5.3 Iterable epistopics of risk and AI governance

A final contribution, at least at this point in the evolution of epistopics, focuses on supporting the governance of AI. We began this paper with a brief discussion of general calculus: risk management frameworks that provide a method or procedure for reasoning about risk and rendering it accountable and thus tractable, such as algorithmic impact assessments, ethical principles, international standards, and regulations. To the best of our knowledge, none of the epistopics of risk identified in this paper are encapsulated by general calculus. They are absent from general calculus. Missing: they are missing because general calculus trades in what is known, established risk, whereas the epistopics uncovered by our study are very much at the forefront of innovation: the risks occasioned by novelty and lack of knowledge, or the limitations of AI models and software verification, or the impact of complexity and the environment, for example. Epistopics of risk, as known within the organised enterprise and situated practices of those actively involved in AI development, may thus sensitise general calculus to its blind spots. The annexes to the AIA (2019), for example, show that EU clearly expects AI to be embedded in a complex array of machinery. Yet consideration of the scale of complexity—of the massively connected cyber-physical systems including the transport networks it is envisaged AI will be embedded in—is entirely absent. It doesn’t figure in legal reasoning about the risks of AI, though situated practice suggests that it may well pose the most significant risk of all as it is currently immeasurable. The epistopics program may prove a useful complement to the evolution of general calculus.

6 Conclusion

It is broadly acknowledged that trust is key to the uptake and success of AI in society.
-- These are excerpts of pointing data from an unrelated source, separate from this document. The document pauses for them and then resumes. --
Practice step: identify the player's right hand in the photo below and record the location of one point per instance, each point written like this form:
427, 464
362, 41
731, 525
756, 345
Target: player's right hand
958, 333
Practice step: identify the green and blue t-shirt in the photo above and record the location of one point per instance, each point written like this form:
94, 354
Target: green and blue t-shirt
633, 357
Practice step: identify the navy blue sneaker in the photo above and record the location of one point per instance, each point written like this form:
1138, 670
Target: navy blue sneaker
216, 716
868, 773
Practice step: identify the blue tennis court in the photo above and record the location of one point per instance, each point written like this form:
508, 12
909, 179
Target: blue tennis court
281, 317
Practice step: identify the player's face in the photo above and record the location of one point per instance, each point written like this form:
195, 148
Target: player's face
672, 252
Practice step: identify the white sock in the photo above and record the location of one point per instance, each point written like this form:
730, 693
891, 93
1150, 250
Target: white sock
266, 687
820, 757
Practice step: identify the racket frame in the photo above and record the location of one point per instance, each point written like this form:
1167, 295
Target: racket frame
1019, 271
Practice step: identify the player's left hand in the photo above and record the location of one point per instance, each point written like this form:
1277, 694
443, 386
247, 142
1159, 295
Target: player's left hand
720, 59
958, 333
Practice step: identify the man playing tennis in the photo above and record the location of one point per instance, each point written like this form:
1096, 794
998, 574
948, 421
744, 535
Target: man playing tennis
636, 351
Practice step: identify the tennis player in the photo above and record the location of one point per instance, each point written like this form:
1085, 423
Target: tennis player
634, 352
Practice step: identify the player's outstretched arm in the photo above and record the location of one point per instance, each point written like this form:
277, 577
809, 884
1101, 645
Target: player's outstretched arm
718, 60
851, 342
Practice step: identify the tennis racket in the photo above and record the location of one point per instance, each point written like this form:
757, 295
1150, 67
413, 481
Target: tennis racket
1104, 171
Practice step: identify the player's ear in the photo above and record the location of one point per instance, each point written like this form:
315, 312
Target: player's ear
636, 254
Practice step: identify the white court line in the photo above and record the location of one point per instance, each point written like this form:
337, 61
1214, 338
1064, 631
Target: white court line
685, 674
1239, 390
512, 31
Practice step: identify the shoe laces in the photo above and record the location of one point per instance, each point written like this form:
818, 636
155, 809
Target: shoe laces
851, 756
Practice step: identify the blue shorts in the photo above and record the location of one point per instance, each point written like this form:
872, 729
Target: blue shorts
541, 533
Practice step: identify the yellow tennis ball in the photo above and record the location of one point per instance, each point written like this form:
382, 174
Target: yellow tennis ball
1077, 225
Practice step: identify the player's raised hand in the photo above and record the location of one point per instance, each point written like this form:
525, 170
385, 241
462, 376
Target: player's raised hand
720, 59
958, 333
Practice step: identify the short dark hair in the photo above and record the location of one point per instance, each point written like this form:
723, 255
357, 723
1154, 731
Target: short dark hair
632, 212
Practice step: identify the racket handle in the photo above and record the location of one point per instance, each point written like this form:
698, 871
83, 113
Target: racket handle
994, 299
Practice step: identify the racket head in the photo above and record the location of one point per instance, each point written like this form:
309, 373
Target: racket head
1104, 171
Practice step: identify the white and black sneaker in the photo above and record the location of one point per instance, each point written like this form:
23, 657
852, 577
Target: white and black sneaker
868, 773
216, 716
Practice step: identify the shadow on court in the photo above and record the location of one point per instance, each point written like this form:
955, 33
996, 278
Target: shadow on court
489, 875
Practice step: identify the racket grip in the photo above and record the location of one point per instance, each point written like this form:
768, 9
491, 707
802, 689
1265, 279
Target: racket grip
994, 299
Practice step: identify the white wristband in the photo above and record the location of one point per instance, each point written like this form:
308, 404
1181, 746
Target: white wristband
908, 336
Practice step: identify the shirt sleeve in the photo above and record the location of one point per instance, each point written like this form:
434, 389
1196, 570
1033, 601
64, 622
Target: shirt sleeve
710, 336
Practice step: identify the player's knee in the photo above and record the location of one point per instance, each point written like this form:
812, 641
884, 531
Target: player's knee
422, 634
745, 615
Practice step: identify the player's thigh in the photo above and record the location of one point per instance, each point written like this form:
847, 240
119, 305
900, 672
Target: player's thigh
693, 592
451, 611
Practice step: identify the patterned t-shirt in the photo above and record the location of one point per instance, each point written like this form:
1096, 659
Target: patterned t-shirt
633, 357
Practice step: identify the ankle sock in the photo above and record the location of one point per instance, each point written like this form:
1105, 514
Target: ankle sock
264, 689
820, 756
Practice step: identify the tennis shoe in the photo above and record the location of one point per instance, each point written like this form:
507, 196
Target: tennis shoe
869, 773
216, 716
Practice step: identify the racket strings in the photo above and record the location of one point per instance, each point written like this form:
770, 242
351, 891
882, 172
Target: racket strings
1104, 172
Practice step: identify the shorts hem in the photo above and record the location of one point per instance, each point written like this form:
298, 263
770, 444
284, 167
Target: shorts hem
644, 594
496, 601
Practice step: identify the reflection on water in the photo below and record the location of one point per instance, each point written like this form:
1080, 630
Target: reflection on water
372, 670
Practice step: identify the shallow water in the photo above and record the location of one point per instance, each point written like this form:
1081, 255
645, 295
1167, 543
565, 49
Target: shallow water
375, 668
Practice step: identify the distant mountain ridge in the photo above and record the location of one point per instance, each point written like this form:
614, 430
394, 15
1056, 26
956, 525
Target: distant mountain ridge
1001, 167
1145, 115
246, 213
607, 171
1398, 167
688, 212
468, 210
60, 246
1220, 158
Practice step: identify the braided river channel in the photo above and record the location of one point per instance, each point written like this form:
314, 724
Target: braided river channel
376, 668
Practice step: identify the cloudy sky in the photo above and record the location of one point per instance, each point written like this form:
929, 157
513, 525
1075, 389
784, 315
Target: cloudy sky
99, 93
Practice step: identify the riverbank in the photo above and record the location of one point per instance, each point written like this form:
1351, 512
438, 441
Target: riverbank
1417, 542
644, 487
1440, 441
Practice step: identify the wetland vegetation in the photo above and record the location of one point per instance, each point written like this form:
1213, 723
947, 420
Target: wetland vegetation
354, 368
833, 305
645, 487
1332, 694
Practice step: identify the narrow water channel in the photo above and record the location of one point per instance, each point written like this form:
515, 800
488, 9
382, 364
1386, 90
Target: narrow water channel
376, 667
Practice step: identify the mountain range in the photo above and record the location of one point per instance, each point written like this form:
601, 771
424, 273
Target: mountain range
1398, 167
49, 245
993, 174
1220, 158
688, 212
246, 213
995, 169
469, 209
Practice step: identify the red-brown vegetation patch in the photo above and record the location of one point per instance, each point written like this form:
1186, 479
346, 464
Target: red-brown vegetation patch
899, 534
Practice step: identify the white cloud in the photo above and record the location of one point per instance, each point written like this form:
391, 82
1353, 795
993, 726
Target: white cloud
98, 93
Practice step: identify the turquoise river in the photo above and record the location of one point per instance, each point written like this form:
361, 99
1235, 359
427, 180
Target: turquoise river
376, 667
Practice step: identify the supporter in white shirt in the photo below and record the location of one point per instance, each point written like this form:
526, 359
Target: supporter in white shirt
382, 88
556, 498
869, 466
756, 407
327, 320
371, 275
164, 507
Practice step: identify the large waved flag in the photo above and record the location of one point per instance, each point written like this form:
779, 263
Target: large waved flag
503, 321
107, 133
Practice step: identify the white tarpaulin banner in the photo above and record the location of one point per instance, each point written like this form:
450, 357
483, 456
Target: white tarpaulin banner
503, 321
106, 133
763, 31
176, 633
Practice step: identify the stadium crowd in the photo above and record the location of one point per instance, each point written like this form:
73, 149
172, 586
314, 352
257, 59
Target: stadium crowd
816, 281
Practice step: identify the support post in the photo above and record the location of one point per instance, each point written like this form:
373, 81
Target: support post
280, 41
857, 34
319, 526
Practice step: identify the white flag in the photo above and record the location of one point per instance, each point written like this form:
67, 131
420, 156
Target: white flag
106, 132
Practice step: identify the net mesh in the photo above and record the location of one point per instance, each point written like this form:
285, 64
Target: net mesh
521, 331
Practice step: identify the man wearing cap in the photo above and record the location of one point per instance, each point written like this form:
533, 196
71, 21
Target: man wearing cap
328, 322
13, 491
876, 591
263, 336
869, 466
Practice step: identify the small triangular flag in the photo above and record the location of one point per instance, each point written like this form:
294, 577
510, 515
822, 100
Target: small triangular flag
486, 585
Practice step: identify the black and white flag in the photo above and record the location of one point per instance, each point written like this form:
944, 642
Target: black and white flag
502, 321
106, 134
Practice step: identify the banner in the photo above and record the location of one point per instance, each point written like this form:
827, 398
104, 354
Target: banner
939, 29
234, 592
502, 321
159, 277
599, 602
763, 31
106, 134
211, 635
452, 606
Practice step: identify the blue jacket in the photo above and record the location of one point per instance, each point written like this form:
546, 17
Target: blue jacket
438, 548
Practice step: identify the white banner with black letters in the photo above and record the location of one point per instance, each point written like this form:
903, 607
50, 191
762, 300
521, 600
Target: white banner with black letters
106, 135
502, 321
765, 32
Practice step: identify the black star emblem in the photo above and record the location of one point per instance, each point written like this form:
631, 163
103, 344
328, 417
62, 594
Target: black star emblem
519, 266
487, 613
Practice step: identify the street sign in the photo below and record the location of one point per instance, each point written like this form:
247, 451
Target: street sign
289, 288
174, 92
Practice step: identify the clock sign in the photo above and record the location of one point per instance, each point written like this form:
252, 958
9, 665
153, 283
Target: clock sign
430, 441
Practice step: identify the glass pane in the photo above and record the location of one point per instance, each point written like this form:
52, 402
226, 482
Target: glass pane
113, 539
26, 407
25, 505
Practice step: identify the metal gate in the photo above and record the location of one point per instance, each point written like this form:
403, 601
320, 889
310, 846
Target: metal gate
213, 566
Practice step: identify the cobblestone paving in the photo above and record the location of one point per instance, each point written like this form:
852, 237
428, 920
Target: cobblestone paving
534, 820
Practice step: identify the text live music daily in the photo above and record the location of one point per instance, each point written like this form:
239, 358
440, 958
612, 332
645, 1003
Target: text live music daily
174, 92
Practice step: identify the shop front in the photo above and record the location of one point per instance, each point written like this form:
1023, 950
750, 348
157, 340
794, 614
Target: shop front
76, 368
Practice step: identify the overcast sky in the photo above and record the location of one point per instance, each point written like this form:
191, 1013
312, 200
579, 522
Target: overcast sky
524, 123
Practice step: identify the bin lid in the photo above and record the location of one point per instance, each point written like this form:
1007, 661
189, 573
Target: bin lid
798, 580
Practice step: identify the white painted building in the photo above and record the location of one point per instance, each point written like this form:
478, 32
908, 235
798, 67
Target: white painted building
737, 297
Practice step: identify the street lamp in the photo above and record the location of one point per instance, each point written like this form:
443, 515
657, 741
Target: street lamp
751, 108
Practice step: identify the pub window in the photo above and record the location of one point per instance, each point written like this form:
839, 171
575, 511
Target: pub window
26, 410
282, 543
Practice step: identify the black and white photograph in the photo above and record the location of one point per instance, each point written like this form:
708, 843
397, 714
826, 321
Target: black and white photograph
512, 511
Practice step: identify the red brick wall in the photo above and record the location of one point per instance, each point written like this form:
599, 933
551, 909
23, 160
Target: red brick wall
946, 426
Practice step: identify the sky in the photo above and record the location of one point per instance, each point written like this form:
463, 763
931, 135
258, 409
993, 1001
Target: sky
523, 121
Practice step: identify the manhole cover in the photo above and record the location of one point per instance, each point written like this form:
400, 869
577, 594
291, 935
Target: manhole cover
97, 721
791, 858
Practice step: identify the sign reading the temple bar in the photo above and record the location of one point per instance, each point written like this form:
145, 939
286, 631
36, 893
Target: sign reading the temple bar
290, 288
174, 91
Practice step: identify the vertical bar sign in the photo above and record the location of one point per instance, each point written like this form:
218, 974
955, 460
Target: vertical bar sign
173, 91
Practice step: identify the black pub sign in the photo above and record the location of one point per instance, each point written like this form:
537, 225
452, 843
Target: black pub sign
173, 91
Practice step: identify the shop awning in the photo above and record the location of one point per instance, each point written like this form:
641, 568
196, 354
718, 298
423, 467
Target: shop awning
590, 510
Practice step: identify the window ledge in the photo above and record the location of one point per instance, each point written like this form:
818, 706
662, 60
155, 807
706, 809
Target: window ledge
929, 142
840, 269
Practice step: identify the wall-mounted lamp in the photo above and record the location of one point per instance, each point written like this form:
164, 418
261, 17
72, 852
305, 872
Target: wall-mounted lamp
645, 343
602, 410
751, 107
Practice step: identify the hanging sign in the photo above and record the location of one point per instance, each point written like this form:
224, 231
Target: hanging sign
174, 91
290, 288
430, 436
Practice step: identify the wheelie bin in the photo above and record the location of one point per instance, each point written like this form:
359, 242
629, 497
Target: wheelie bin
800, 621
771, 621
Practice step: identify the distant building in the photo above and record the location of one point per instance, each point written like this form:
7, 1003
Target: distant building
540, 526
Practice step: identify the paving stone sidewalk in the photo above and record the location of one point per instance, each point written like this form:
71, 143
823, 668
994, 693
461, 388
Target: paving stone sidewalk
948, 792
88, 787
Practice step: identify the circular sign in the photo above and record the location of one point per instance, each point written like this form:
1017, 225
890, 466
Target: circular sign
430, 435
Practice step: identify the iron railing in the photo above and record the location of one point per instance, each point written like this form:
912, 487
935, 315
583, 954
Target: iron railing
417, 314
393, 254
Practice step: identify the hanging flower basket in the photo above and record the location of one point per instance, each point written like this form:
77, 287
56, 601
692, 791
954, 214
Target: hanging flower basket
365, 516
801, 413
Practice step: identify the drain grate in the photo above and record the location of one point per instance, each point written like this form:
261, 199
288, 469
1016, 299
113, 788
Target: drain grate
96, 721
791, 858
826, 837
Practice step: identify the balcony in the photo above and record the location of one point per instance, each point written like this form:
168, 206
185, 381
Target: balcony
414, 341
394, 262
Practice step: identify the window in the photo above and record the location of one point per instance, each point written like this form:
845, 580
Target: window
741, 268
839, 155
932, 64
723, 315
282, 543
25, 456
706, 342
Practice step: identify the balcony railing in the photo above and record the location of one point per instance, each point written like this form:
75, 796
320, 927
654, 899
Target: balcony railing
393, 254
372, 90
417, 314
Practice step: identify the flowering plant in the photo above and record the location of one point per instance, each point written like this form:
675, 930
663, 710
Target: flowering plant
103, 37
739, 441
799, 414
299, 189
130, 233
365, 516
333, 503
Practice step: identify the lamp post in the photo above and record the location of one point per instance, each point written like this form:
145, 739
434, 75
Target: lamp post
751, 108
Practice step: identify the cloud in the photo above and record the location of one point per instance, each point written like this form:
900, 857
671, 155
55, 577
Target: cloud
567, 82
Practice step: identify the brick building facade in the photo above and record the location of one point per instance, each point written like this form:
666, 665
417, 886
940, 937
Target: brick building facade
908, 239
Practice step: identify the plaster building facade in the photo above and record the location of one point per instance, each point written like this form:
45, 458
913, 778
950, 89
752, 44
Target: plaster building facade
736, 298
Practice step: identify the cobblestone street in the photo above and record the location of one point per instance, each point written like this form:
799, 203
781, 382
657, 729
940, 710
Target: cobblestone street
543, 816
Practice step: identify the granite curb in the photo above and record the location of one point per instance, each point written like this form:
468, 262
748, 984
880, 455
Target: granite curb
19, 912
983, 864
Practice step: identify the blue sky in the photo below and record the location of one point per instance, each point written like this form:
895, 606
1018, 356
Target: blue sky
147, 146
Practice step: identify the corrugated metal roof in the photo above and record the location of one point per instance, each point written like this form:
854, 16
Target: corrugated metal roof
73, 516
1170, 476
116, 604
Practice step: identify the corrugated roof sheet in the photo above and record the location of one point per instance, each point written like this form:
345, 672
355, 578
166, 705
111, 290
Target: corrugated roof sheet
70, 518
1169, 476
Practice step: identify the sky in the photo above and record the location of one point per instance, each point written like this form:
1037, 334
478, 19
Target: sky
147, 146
For many involved in the development of AI—which includes our political and legal representatives and industry drivers as a well as computer scientists and engineers, philosophers and social scientists—trust turns in significant ways upon risk management and the avoidance or serious limitation of harm. Risk management frameworks consequently abound, providing general calculus or methods of reasoning about risk and how to deal with it. However, general calculus is necessary but not sufficient for the management of risk in AI. It trades in established risk, not risk as it is known at the forefront of innovation in the organized enterprises and situated practices of those who are actively involved in doing AI development. We propose an epistopics program to complement general calculus, support the design and development of AI systems, and drive interdisciplinary iteration and continued discovery of epistopics of risk in AI research. The initial contribution, provided by a short study of five people in three organisations involved in AI development, nevertheless surfaces epistopics of risk that have reach and apply in other settings. They highlight risks in the innovation environment, the internal and external operating environment, and the regulatory system. They are iterable. They may be further investigated in the organized enterprise of others involved in AI development to elaborate how risk is known and managed in practice, and trust is thereby built into AI, as well the significant challenges that lie ahead.